One of the early reasons for immigration during the Nineteenth century was a growing economic crisis in Ireland. This seemed to be caused by the Union of Ireland and England in the eighteenth century. All the factions in Ireland, had to work together to try and stabilize the growing economy, while still being ruled by the English Parliament. This program clearly shows that the economy could not be in good health with a Parliament that is not concerned with the economic conditions of Ireland, as Ireland did not factor much in the economic conditions of mainland Britain. The Acts of Union only aided a few groups in Ireland and was not enough to improve the economic conditions of Ireland. Ireland was allowed to trade freely with England and its colonies and, even though that seems favorable for the economic conditions of Ireland; it was not. Ireland suffered from few outside investments in its infrastructure, and this resulted in the same basic Irish economy, which was agricultural. The agricultural economy was not developing and led to some tough times for many Irish.

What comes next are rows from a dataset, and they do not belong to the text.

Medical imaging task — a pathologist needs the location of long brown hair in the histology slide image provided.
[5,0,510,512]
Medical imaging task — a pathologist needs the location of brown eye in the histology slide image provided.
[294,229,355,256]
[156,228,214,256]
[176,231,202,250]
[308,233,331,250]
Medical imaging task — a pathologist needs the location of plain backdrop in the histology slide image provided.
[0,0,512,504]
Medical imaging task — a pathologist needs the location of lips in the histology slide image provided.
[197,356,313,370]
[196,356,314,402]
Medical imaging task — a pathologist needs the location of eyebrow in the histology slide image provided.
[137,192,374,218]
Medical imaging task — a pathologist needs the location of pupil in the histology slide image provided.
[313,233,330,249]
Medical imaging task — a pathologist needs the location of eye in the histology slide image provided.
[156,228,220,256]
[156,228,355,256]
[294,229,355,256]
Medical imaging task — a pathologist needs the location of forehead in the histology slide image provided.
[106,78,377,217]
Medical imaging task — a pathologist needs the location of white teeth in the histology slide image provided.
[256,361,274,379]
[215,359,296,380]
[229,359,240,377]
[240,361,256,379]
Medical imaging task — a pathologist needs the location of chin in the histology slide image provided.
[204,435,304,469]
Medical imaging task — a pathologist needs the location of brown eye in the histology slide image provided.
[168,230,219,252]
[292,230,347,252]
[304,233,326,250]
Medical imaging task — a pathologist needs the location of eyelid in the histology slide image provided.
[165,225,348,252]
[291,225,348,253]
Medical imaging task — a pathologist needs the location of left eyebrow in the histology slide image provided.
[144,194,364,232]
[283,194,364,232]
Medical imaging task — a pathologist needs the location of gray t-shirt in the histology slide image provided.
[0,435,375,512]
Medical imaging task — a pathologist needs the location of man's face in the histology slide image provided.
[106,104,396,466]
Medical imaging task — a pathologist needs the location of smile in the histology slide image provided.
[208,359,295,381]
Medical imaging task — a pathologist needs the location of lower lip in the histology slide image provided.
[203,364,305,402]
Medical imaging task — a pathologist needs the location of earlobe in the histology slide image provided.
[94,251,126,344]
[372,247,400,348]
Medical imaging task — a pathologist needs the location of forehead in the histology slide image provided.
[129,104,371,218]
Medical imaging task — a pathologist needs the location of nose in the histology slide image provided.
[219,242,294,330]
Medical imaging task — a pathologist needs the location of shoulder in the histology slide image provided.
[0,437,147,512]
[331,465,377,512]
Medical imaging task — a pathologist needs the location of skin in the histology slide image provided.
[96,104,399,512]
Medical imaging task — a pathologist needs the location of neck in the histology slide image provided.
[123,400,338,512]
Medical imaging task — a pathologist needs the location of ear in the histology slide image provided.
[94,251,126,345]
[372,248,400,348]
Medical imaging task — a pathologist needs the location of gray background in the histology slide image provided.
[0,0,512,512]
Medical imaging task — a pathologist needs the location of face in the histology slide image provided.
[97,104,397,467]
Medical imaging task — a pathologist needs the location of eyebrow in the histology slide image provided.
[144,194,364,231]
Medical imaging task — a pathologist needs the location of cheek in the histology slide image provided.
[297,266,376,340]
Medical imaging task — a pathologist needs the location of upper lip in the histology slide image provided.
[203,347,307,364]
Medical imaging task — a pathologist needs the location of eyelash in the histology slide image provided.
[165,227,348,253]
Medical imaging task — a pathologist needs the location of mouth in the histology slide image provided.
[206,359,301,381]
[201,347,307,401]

The poor economic conditions of the Irish economy had a great influence on the immigration to America in the early part of the nineteenth century. The economy of Ireland caused starvation, poverty and a lack of income for the wealthy. The boom of the population directly led this non-diversified economy into this crisis. The practice of the government was to ignore the economy and this did not help the situation. This, of course, caused many to flee their homeland in the pursuit of wealth and happiness that America seemed to promise.

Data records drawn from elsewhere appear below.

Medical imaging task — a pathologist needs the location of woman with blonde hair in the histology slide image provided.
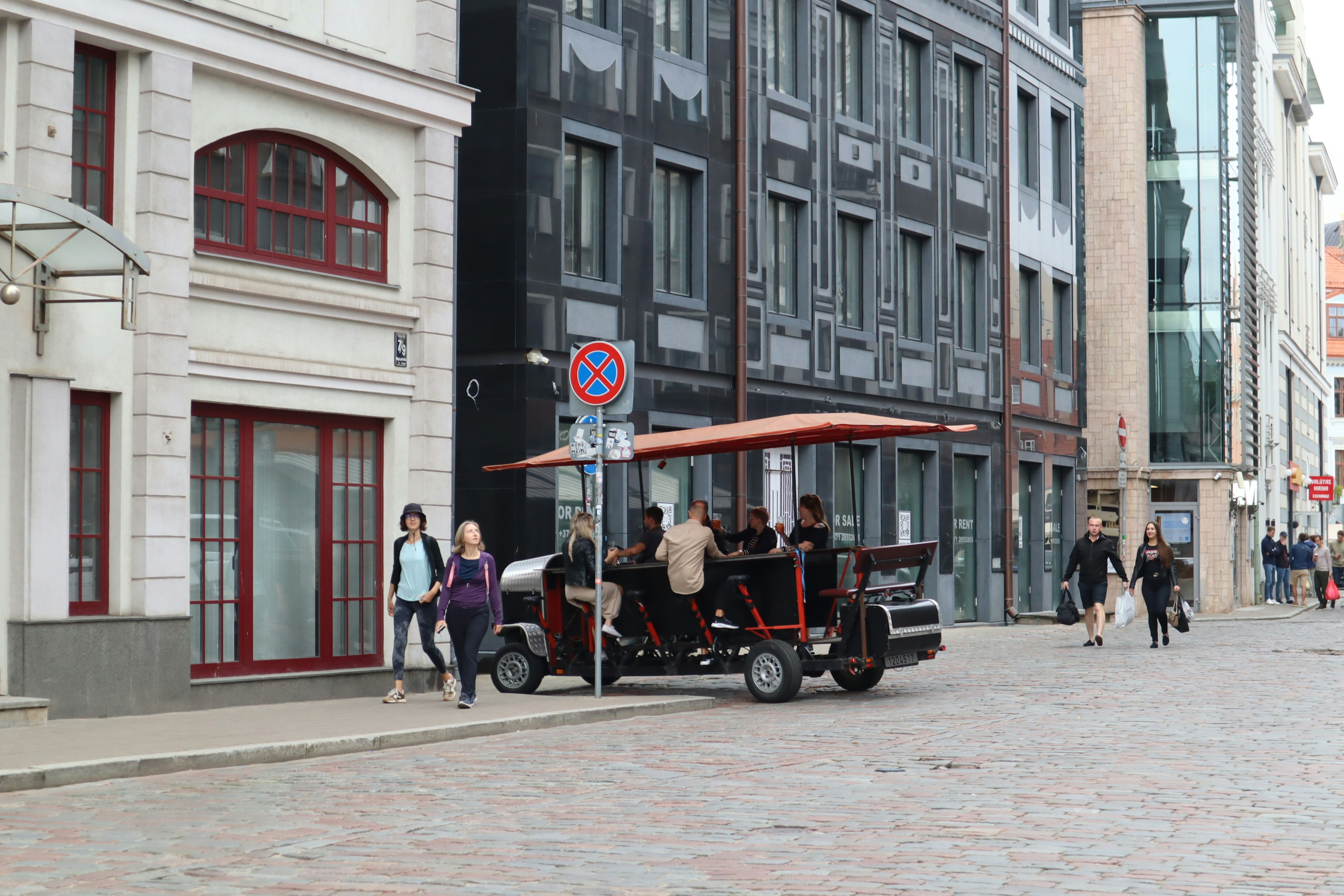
[437,520,504,709]
[565,510,622,638]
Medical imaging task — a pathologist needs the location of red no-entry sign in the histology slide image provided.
[570,343,626,404]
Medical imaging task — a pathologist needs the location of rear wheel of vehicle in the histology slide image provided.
[831,666,886,691]
[491,643,546,693]
[746,639,802,702]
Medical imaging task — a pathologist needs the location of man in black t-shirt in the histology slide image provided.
[606,505,663,566]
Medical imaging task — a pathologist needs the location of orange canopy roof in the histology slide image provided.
[484,414,976,470]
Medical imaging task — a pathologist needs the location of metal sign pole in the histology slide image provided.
[593,404,606,700]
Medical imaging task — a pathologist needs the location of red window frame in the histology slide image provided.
[69,390,112,617]
[70,43,117,222]
[194,130,388,284]
[189,402,386,678]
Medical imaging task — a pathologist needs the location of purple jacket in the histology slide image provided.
[438,551,504,625]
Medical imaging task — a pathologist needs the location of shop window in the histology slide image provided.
[70,391,112,615]
[191,406,382,677]
[194,133,387,281]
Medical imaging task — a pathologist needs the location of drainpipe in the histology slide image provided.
[733,0,747,529]
[999,0,1017,625]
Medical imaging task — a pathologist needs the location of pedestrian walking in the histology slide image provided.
[1288,532,1316,607]
[1060,516,1129,648]
[1129,520,1180,648]
[383,504,457,702]
[438,520,504,709]
[1261,523,1279,603]
[1312,535,1331,610]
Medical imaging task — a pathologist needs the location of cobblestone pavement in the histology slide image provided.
[0,611,1344,896]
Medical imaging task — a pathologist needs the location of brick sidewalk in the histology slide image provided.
[0,612,1344,896]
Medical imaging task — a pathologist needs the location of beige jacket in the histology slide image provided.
[653,520,723,594]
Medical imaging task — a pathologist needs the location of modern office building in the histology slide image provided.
[1082,0,1335,611]
[456,0,1080,622]
[0,0,473,718]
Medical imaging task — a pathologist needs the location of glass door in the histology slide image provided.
[952,457,980,622]
[1153,504,1199,611]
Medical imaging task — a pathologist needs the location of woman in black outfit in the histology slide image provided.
[1129,523,1180,648]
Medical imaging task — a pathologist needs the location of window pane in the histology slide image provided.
[308,218,327,261]
[257,208,272,253]
[257,144,275,199]
[308,156,327,211]
[229,144,243,194]
[275,144,289,203]
[210,199,224,243]
[251,422,320,659]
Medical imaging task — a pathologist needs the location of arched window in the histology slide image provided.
[195,132,387,282]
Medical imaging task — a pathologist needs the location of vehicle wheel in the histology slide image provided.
[491,643,546,693]
[831,666,886,691]
[746,639,802,702]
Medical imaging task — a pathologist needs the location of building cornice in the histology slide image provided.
[0,0,476,134]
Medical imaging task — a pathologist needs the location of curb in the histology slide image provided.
[0,697,715,792]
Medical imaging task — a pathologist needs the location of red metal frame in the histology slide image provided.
[191,402,386,678]
[70,43,117,223]
[194,130,388,284]
[67,390,112,617]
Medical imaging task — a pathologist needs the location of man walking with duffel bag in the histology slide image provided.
[1060,516,1129,648]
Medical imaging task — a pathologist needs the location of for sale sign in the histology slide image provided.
[1306,476,1335,501]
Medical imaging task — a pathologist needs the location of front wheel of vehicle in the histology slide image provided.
[746,639,802,702]
[491,643,546,693]
[831,666,886,691]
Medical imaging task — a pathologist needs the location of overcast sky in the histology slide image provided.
[1302,0,1344,220]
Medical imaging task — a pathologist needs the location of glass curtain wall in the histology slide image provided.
[1147,16,1235,463]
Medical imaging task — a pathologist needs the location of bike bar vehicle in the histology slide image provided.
[485,414,974,702]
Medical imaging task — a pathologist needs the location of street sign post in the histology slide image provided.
[570,341,634,699]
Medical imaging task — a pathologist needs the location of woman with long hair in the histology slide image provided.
[437,520,504,709]
[1129,520,1180,648]
[565,510,622,638]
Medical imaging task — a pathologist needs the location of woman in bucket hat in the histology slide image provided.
[383,504,457,702]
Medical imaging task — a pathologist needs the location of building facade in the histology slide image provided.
[0,0,473,718]
[1082,0,1335,611]
[456,0,1080,622]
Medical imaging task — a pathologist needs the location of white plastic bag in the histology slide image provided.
[1115,591,1134,629]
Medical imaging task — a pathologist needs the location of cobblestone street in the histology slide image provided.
[0,611,1344,895]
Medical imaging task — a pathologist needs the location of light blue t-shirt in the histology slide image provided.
[397,539,430,601]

The massive legendary emigration of the Irish to America during the Potato Famine were mostly the lower classes of Ireland, mainly the native Catholic Irish. During the time period, it is estimated that ninety-percent of those who left during the famine were manual laborers. Before the famine, immigration was mostly reserved to the Irish that were more prominent, and therefore not laborers. Many people, who emigrated from Ireland, hated doing so as they loved their land but it was the only way to sustain their livelihood. The immigrants were aided by lower fares to immigrate to America compared to the past. The fares were also cheaper as many Irish relied on what would later be coined, "Coffin Ships," which offered cheaper passage to America then other ships of the time. These ships were labeled as such because they were overcrowded and plagued with disease that resulted in many deaths aboard.

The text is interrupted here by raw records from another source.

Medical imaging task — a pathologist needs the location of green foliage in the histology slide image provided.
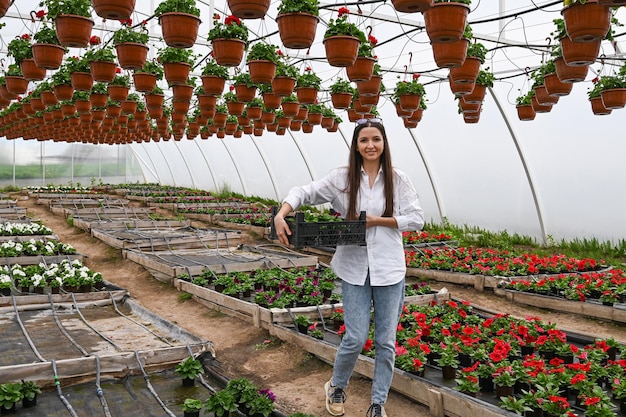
[278,0,320,16]
[154,0,200,17]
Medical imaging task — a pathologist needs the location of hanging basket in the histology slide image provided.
[324,36,361,67]
[272,76,296,97]
[424,3,469,43]
[163,62,191,85]
[54,14,94,48]
[554,58,589,83]
[446,56,481,84]
[228,0,270,19]
[91,0,135,20]
[133,72,157,93]
[159,12,200,48]
[115,42,150,70]
[70,72,93,91]
[248,60,276,84]
[33,43,65,70]
[276,13,319,49]
[211,38,246,67]
[431,38,469,68]
[20,59,46,81]
[600,88,626,110]
[200,75,226,96]
[561,36,602,66]
[515,104,537,121]
[561,0,611,42]
[391,0,433,13]
[346,56,376,82]
[543,72,574,97]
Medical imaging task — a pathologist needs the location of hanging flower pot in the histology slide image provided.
[228,0,270,19]
[448,57,481,84]
[133,72,157,93]
[561,0,611,42]
[272,76,296,97]
[554,58,589,83]
[391,0,433,13]
[431,38,469,68]
[70,72,93,91]
[54,14,94,48]
[424,2,469,43]
[211,38,246,67]
[346,56,376,82]
[159,12,200,48]
[91,0,135,20]
[543,72,574,97]
[276,13,319,49]
[163,62,191,85]
[20,58,46,81]
[32,43,65,70]
[248,60,276,84]
[561,37,601,66]
[324,35,361,67]
[90,61,117,83]
[600,88,626,110]
[115,42,150,70]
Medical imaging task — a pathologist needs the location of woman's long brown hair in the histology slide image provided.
[346,121,393,220]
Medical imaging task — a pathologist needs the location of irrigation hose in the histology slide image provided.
[51,359,78,417]
[11,295,46,362]
[135,351,176,417]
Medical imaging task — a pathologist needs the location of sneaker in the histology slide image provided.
[324,381,346,416]
[365,404,387,417]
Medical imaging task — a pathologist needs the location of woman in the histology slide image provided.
[274,119,424,417]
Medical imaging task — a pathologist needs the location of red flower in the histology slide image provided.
[337,7,350,17]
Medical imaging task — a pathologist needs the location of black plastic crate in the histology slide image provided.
[270,207,366,248]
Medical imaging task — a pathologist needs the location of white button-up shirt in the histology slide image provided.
[284,168,424,286]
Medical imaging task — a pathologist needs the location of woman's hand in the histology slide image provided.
[274,214,291,245]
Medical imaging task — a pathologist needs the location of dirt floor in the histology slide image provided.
[18,195,626,417]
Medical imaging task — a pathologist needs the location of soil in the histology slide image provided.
[18,196,626,417]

After reaching the New World of America, many found work in several institutions. As most of the immigrants were manual laborers, they mostly did manual work. Most notably, the Irish worked in mining and in the creation of the railroad. Some who stayed in the city became police officers and worked in political offices. This was the result of many knowing politics from their fight for freedom and their sense of justice that they felt needed to be given to all people. After reaching and establishing themselves in the new world, many sent back money to pay for the passage of their family and friends to America. As evidence of this claim, over three million pounds was sent from America to Ireland during the Famine, to pay for the passage of their families and friends. Immigration was not strictly from the hardest hit areas of the famine but from better off areas as well. Some left as they were evicted from their land as their crops could not support the rent the landowner required for the use of the land. This proved that even in the less-hard hit areas of the famine, the need of immigration to escape the famine was still great.